Obwohl Herr Weiß damit feststellt, dass er alles weiß, versucht unser Nochnicht-Held die Tatsachen zu leugnen.
Daran tragen die Schwierigkeiten des Terrains die Schuld, und ich will – – –
Man erfährt nicht, was er will, sicherlich nur Gutes, Mr. White unterbricht ihn.
Weiß, weiß! […] Weiß leider alles. Wenn ihr euch nicht dreifach angestrengt hättet, so stände Bancroft noch da, wo er angefangen hat.
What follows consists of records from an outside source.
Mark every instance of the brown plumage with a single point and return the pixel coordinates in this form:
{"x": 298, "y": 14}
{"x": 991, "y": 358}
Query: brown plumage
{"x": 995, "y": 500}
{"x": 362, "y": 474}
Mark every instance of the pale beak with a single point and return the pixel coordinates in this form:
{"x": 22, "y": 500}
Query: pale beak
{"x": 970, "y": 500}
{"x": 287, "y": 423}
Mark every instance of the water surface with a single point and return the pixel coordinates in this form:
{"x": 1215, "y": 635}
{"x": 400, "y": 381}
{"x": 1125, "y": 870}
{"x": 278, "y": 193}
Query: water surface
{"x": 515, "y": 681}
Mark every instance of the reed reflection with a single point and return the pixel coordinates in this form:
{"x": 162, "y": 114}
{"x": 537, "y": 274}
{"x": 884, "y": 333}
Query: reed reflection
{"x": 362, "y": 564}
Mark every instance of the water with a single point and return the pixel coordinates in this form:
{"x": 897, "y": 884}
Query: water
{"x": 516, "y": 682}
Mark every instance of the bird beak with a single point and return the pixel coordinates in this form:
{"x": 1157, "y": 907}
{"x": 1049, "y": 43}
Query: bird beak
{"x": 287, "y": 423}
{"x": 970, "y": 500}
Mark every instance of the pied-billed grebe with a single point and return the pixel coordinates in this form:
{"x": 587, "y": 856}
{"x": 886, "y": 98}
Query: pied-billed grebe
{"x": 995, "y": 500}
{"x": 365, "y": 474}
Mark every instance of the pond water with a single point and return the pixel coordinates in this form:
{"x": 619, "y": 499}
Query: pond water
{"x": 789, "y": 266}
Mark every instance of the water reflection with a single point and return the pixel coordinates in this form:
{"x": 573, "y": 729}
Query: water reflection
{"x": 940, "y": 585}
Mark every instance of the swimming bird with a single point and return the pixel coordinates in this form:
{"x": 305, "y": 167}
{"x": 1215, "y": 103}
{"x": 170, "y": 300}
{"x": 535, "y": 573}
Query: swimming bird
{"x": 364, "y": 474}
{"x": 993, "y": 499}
Nun kommt eine ganz unverschämte Lüge.
Das ist keineswegs der Fall, Mr. White. Ich weiß zwar nicht, wie ihr zu der sehr irrtümlichen Ansicht gekommen seid, dass ich allein fleißig gewesen sein soll, doch ist es meine Pflicht – – –
Man erfährt auch nicht, was seine Pflicht ist, der Leser wird es schon wissen – er wird wieder unterbrochen.
Still, Sir, still!
Mr. White kennt die Wahrheit.
Bis hierhin könnte man das alles noch für eine – wenn auch unangenehm scheinheilige – Demonstration von Bescheidenheit halten und Mr. White unterstützt diesen Eindruck.
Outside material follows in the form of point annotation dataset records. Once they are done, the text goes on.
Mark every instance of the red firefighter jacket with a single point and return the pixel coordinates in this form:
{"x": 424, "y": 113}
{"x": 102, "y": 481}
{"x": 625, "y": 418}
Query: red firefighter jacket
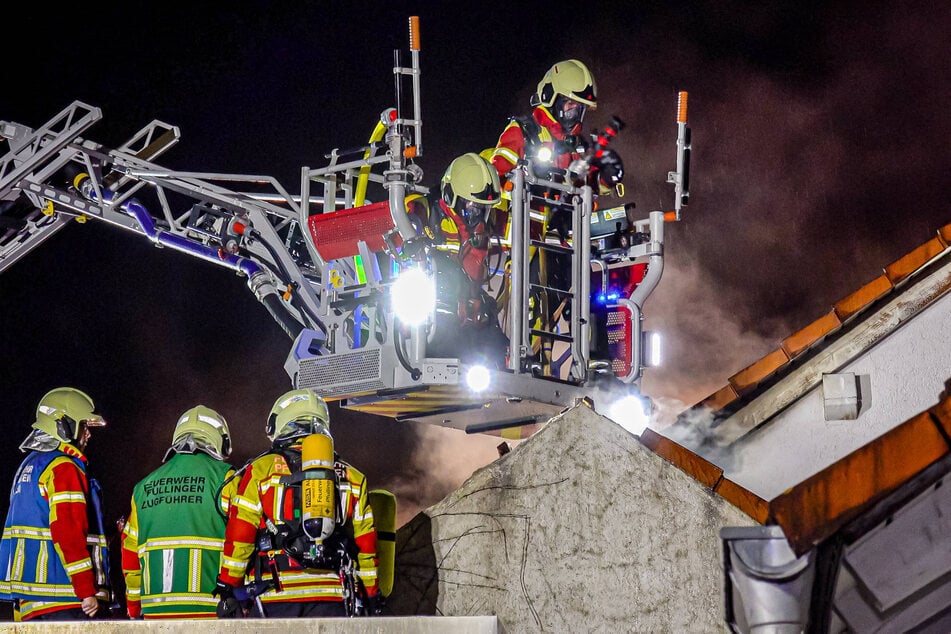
{"x": 262, "y": 499}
Es ist sehr edelmütig von Euch, daß Ihr diese Säufer hier in Schutz nehmen wollt
Was von der Edelmütigkeit zu halten ist, werden wir später sehen. Den Mr. White können wir aber jetzt wirklich nicht mehr verstehen:
aber ich will die Wahrheit hören.
Gerade (und von Anfang an) wußte er doch noch alles Weiß, weiß! […] Weiß leider alles. und nun will er die Wahrheit hören? Aber genau das ist es, worum es eigentlich geht. Die Wahrheit muss ausgesprochen werden.
Mr. White weiß auch, dass er die Wahrheit von Charly noch nicht hören wird und versucht es anders:
werde ich nicht Euch sondern Sam Hawkens fragen
Der Versuch ist erfolgreich.
Sie erzählten ihm alles, ohne zur Wahrheit ein überflüssiges Wort zu fügen;
Mr. White, der schon alles wußte, erfährt nun wieder alles, auf die überflüssigen Worte muß er aber trotzdem nicht verzichten:
dennoch warf ich hier und da eine Bemerkung ein, um gewisse Härten zu mildern und meine Kollegen zu verteidigen,
Auch an die Verteidigung der Kollegen werden wir später noch denken.
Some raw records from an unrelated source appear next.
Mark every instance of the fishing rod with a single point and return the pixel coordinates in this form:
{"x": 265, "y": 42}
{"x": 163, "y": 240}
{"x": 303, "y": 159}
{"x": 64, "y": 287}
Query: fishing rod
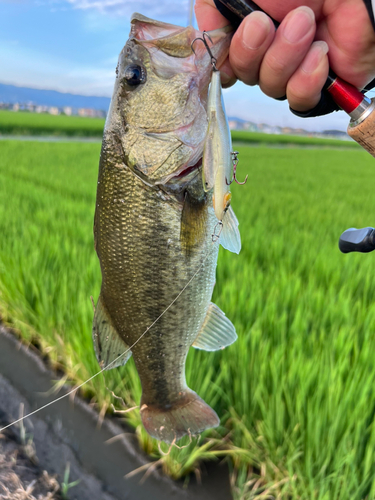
{"x": 357, "y": 240}
{"x": 360, "y": 108}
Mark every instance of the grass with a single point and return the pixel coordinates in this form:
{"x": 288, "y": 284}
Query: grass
{"x": 296, "y": 391}
{"x": 23, "y": 123}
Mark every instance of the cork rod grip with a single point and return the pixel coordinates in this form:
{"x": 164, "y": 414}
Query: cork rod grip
{"x": 363, "y": 131}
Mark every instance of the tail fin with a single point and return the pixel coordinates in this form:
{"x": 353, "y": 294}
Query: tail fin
{"x": 188, "y": 415}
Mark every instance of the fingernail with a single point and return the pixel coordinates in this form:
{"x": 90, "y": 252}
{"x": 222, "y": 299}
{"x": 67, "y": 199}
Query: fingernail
{"x": 299, "y": 24}
{"x": 316, "y": 53}
{"x": 256, "y": 30}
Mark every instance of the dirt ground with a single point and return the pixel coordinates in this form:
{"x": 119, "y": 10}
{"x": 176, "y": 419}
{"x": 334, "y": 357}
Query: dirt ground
{"x": 20, "y": 476}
Aber immerhin, die Wahrheit, von Beginn an nicht verborgen, wurde nun erstmalig ausgesprochen. Aber – das ist entscheidend – nicht von Charly.
Mr. White kann daher noch nicht zufrieden sein.
Dann, als er alles wußte, forderte er mich auf, ihm unsere Zeichnungen und das Tagebuch zu zeigen.
Langsam scheint sich der Erfolg einzustellen:
und als er mich danach fragte, konnte ich nicht leugnen, daß ich allein der Zeichner und Verfasser war.
Aber warum hört Mr. White nicht zu? Man kann es kaum glauben:
Aber aus diesem Tagebuch ersieht man nicht, wieviel oder wiewenig Arbeit auf den einzelnen kommt,
Nun wird aufgedeckt, dass Charly auch noch ein zweites, geheimes Tagebuch führt und Mr. White will selbstverständlich auch das noch sehen. Die Bescheidenheitsdemonstration beginnt zu bröckeln.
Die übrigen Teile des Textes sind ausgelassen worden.